September 9th, 2016, 03:52 PM
Join Date: Mar 2009
Location: Endwell NY
OK, after you've got the rifle to hit reliably 'near where you want',
the 'next level' is to be able to 'call the shot'. That means that when you fire the shot you're able know ('call') where it will hit on the target before looking.
Doing that requires 2 simple actions -
1) Follow-thru by maintaining your position and grip on the rifle, and continue to look at the front sight and the target WHILE the rifle actually fires.
2) Force yourself to really SEE where on the target the front sight is positioned when the rifle fires.
This is important for 2 main reasons -
1) The follow-thru prevents you from relaxing too early and moving the rifle before the shot is gone.
2) Calling the shot is NECESSARY to make good sight corrections. If you don't really know where the front sight was pointed, then you don't know if a sight correction is needed or the shot landed where your were pointing it.
About that rear sight and the elevation markings on it.
To USE those markings each individual rifle HAS TO BE tested and adjusted.
Most people don't use the elev markings, just count the number of clicks UP from when the rear sight is lowered all the way down.
You'll probably find that your rifle is somewhere between 6 and 12 clicks UP from bottom at 100 yards - remember YOUR number.

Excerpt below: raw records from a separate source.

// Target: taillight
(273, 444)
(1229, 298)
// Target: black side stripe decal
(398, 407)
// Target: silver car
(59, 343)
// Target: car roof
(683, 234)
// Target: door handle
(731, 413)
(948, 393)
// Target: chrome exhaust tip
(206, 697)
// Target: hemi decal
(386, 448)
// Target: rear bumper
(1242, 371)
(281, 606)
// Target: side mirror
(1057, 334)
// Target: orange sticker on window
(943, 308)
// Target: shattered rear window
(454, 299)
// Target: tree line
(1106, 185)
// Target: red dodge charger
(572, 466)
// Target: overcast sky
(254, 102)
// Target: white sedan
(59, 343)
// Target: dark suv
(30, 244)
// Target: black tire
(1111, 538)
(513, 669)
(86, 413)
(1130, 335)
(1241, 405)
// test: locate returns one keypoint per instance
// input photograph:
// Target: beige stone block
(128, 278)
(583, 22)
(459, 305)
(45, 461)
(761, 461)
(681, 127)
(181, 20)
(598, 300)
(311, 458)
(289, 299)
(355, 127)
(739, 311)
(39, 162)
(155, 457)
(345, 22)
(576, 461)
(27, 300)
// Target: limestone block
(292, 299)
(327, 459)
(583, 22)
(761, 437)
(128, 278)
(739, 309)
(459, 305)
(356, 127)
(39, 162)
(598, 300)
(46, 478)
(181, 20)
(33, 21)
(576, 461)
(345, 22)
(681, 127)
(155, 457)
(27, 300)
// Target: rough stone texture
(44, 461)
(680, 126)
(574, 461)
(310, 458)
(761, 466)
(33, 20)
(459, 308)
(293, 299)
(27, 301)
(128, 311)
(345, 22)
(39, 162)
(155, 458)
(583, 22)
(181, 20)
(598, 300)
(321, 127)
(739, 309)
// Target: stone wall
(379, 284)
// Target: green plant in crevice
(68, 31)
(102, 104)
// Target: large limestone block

Then when shooting at longer distances, use the additional 'come-ups' that INSTRUCTOR mentioned earlier.
If you're curious about those markings, go ahead and turn the knob to COUNT the number of clicks between the various distances - the number of clicks will be very near to what INSTRUCTOR mentioned as the come-ups.
But for actual shooting, bottom the rear sight and then count-up YOUR number of clicks.